Author summary Tracing extended-spectrum β-lactamase (ESBL) dissemination in hospitals is an important step in the fight against the spread of multi-drug resistant bacteria. Indeed, understanding ESBL spreading dynamics will help identify efficient control interventions. In the i-Bird study, patients and hospital staff from a French long-term care facility in France carried a wearable sensor to capture their interactions at less than 1.5 meters, every 30 seconds over a 4-month period. Every week, patients were also swabbed to detect carriage of ESBL-producing Enterobacteriaceae. Based on the analysis of these longitudinal data, this study shows that ESBL-producing Klebsiella pneumoniae (ESBL-KP) mostly spreads during close-proximity interactions between individuals, while this is not the case for ESBL-producing Escherichia coli (ESBL-EC), suggesting that ESBL-KP but not ESBL-EC may be controlled by contact reduction interventions.
Introduction
Multidrug resistant (MDR)-Enterobacteriaceae are a common cause of healthcare-associated and community-acquired infections in humans (1), due to the increase over recent years of third-generation cephalosporin, fluoroquinolone and carbapenem resistances (2,3), leading to difficulties finding appropriate treatment and increased mortality and morbidity. The recent emergence of colistin resistance among Gram-negative bacteria also raises new concerns (4). According to a recent World Health Organization (WHO) assessment, the greatest threats to human health is posed by extended-spectrum β-lactamase (ESBL)-producing Escherichia coli (ESBL-EC) and ESBL-producing Klebsiella pneumoniae (ESBL-KP) (5), causing bloodstream, urinary tract and respiratory infections mostly (3).

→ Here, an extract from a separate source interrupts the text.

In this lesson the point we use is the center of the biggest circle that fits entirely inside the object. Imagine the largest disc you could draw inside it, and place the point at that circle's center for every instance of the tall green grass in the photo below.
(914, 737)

The infections burden of those bacteria are predominantly in hospitals worldwide. In a WHO review, E. coli (20.1%) was the most frequent single pathogen causing healthcare-associated infections in mixed patient populations (6). A large US prevalence survey found E. coli and K. pneumoniae to be responsible for 20% of all healthcare-associated infections and 50% of healthcare-associated urinary tract infections (7). In a recent pan-European cohort, bacteremia caused by ESBL-producing Enterobacteriaceae increased mortality (hazard ratio (HR): 1.63; 95% confidence interval (CI): 1.13 – 2.35), lengths of stay (4.9; 95% CI: 1.1 – 8.7 days), and healthcare-associated costs compared with non-ESBL-producing strains (8). However, to control the threat of these bacteria in hospital settings, more insight is needed regarding their transmission routes (9).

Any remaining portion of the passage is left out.